With New York enacting the Responsible AI Safety and Education (RAISE) Act and California advancing AI transparency requirements under SB53, we can now clearly see convergence between the two most influential U.S. state economies on AI governance.
Together, New York and California are effectively setting a baseline for AI accountability, transparency, and safety— especially for frontier AI models — while federal regulation continues to lag.

New York: The RAISE Act
➡️ Applicability to companies with more than USD 500 million in annual revenue
➡️ Mandatory AI safety plans for frontier model developers
➡️ 72-hour incident reporting for serious AI-related safety events
➡️ Public transparency and disclosure obligations
➡️ Oversight by a newly established AI office
➡️ Enforcement powers for the New York Attorney General
➡️ Civil penalties of up to USD 1 million (and up to USD 3 million for repeat violations)
California: SB 53
SB 53 focuses on:
➡️ transparency obligations for AI developers,
➡️ disclosure of AI system capabilities and limitations,
➡️ accountability mechanisms for high-impact AI models,
➡️ alignment with broader consumer protection principles.

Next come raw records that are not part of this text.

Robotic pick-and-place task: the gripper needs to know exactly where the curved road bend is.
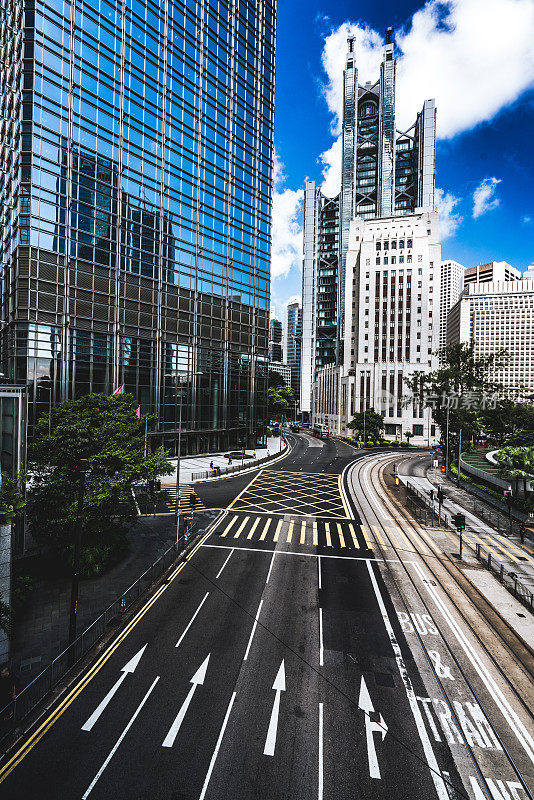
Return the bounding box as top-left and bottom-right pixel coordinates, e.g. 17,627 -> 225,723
0,435 -> 528,800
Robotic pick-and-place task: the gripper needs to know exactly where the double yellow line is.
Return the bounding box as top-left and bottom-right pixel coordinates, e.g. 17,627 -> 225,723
0,520 -> 214,783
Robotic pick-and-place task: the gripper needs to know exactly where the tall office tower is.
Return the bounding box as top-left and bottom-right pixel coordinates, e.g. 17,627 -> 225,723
284,300 -> 302,399
269,317 -> 283,361
447,276 -> 534,400
464,261 -> 521,287
438,261 -> 465,350
0,0 -> 275,452
301,28 -> 436,409
340,211 -> 441,444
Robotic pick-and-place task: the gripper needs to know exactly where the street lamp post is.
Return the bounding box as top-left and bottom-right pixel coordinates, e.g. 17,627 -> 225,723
69,458 -> 87,645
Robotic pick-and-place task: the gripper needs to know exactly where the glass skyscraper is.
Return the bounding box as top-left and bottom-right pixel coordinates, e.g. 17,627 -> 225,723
0,0 -> 276,453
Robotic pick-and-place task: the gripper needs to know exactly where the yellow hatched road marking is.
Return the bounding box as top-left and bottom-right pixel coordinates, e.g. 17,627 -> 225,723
247,517 -> 260,539
221,517 -> 237,536
336,522 -> 345,547
234,517 -> 250,539
360,525 -> 373,550
324,522 -> 332,547
371,525 -> 387,550
300,520 -> 306,544
287,520 -> 295,544
349,522 -> 360,550
260,519 -> 272,542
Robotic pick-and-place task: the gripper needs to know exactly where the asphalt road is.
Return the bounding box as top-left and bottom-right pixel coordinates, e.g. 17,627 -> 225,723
0,436 -> 522,800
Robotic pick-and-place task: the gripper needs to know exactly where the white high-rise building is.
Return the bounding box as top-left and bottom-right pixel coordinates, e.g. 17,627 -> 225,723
339,212 -> 441,444
447,273 -> 534,399
438,260 -> 465,350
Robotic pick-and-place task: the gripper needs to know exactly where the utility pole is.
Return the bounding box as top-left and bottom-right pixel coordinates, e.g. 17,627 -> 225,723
69,458 -> 87,645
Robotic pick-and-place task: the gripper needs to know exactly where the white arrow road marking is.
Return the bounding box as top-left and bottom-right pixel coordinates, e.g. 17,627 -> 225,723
82,644 -> 147,731
358,675 -> 388,778
82,675 -> 159,800
263,659 -> 286,756
162,653 -> 211,747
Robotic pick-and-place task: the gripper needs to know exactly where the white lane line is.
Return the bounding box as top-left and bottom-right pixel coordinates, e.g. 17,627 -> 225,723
265,550 -> 276,583
319,607 -> 324,667
176,592 -> 209,647
317,703 -> 324,800
82,675 -> 159,800
215,547 -> 235,580
200,544 -> 398,564
413,562 -> 534,763
243,597 -> 263,661
367,563 -> 449,800
198,692 -> 236,800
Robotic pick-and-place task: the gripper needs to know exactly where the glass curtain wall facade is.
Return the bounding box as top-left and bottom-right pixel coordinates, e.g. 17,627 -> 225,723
0,0 -> 276,453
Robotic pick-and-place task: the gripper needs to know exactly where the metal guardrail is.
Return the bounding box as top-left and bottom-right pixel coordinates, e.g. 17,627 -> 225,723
191,439 -> 287,481
0,543 -> 179,744
476,542 -> 534,612
406,481 -> 449,528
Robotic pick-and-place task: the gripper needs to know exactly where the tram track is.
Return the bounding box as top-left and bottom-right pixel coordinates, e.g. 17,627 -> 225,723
344,457 -> 534,799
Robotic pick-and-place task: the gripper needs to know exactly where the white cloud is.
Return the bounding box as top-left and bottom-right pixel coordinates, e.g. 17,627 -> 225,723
435,188 -> 463,242
271,184 -> 304,279
473,177 -> 501,219
322,0 -> 534,194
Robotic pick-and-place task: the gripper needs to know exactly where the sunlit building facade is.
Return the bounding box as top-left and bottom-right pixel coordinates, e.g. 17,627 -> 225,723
0,0 -> 275,453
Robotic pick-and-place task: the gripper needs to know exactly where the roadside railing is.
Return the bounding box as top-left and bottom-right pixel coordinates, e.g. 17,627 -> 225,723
191,439 -> 286,481
406,482 -> 449,528
0,543 -> 181,744
476,542 -> 534,612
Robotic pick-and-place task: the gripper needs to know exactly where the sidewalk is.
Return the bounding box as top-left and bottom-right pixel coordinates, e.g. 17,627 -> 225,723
162,436 -> 284,486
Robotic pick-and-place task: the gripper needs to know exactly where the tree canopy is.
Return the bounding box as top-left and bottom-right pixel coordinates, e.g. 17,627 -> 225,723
28,394 -> 173,574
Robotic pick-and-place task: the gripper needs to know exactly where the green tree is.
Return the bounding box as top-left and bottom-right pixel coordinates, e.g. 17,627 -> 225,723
28,394 -> 172,574
406,344 -> 505,452
347,408 -> 384,441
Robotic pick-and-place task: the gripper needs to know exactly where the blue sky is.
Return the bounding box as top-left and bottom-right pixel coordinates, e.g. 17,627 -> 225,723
272,0 -> 534,317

Correlation Between NewYork and California
This alignment matters because:
➡️ it reduces regulatory fragmentation for large AI developers,
➡️ it creates predictable compliance expectations,
➡️ it effectively sets a minimum standard for AI safety in the U.S.
In the absence of federal AI law, state-level regulation is filling the gap, and the two most influential states are moving in the same direction: transparency, accountability, and risk-based oversight. For organizations, this means that waiting for “one federal law” is no longer a viable strategy. Instead, companies should already be aligning AI governance with broader cybersecurity, risk management, and compliance programs. Just as privacy regulation evolved from California outward, AI governance is now following a similar path.